论文标题
使用口语样式转换来增强文本到语音综合中的语音清晰度
Enhancing Speech Intelligibility in Text-To-Speech Synthesis using Speaking Style Conversion
论文作者
论文摘要
数字助手的采用增加使文本到语音(TTS)合成系统是现代移动设备的必不可少的特征。因此,希望构建能够在噪声存在下产生高度可理解的语音的系统。过去的研究调查了TTS合成中的样式转换,但合成的质量降低了,通常会导致更差的清晰度。为了克服这种局限性,我们提出了一种使用基于TACOTRON和WAVERNN TTS合成的新型转移学习方法。提出的语音系统利用了两种修改策略:(a)伦巴第语言样式数据和(b)光谱塑形和动态范围压缩(SSDRC),该数据已证明可以通过将信号能量重新分布在时间频率域上,从而提供较高的可观可观性提高。我们将此扩展名为Lombard-SSDRC TTS系统。通过位点(SIIB-GAUSS)量度量化的可理解性提高表明,拟议的Lombard-SSDRC TTS系统在语音形噪声(SSN)中显示出显着的相对相对改善在110%至130%之间,而在竞争言论的噪声(CSN)中,相对的相对改善(SSN)在47%至140%之间,反对竞争性的噪声(CSN)。其他主观评估表明,与基线TTS方法相比,SSN的Lombard-SSDRC TTS成功提高了语音清晰度,SSN的相对提高为455%,而CSN的相对提高为455%,中位关键字校正率为104%。

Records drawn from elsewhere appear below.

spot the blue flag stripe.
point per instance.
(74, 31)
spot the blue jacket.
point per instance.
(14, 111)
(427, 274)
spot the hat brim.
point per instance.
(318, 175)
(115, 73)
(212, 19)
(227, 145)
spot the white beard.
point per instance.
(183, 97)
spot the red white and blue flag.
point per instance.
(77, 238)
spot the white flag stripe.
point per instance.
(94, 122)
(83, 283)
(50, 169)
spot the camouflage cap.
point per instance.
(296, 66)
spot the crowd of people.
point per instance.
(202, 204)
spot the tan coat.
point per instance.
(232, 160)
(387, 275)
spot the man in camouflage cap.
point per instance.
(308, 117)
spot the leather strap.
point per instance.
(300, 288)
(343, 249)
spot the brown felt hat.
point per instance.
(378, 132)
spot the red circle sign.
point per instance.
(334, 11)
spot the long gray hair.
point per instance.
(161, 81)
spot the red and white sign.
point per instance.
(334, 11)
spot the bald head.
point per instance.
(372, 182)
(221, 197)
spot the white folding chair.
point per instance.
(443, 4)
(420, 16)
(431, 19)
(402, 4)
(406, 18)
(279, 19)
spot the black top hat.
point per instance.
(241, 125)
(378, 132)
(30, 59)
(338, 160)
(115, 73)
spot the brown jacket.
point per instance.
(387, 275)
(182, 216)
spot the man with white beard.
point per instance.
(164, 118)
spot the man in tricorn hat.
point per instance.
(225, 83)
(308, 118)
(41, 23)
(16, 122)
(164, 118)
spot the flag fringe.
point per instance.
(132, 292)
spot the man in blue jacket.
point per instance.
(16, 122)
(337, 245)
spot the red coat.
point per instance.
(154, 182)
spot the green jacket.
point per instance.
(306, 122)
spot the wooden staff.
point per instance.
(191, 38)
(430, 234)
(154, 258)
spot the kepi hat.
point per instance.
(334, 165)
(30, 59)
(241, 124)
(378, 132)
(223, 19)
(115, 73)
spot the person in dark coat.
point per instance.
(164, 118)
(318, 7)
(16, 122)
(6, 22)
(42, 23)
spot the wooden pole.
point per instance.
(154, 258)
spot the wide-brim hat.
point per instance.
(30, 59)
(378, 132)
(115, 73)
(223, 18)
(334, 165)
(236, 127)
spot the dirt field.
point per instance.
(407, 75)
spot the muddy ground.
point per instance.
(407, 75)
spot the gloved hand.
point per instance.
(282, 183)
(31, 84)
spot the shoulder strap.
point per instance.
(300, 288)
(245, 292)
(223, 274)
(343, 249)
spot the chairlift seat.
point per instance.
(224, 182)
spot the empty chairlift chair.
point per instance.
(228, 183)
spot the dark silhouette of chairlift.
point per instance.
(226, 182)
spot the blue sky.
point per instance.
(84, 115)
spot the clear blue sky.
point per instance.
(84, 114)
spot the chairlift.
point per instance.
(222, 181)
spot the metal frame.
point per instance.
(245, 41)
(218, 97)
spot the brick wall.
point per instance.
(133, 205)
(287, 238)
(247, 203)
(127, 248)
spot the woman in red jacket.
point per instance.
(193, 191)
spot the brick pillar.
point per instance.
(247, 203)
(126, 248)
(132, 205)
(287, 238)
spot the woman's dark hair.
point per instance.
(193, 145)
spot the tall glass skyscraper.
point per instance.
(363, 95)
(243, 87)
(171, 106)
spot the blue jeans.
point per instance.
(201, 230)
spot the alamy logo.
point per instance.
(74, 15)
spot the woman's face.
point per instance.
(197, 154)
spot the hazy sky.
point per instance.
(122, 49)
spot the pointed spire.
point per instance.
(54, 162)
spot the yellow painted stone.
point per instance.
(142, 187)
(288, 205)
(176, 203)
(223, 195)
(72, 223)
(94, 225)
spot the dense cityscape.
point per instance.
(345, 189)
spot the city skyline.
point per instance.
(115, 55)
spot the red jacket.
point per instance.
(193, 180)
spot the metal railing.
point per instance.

The increased adoption of digital assistants makes text-to-speech (TTS) synthesis systems an indispensable feature of modern mobile devices. It is hence desirable to build a system capable of generating highly intelligible speech in the presence of noise. Past studies have investigated style conversion in TTS synthesis, yet degraded synthesized quality often leads to worse intelligibility. To overcome such limitations, we proposed a novel transfer learning approach using Tacotron and WaveRNN based TTS synthesis. The proposed speech system exploits two modification strategies: (a) Lombard speaking style data and (b) Spectral Shaping and Dynamic Range Compression (SSDRC) which has been shown to provide high intelligibility gains by redistributing the signal energy on the time-frequency domain. We refer to this extension as Lombard-SSDRC TTS system. Intelligibility enhancement as quantified by the Intelligibility in Bits (SIIB-Gauss) measure shows that the proposed Lombard-SSDRC TTS system shows significant relative improvement between 110% and 130% in speech-shaped noise (SSN), and 47% to 140% in competing-speaker noise (CSN) against the state-of-the-art TTS approach. Additional subjective evaluation shows that Lombard-SSDRC TTS successfully increases the speech intelligibility with relative improvement of 455% for SSN and 104% for CSN in median keyword correction rate compared to the baseline TTS method.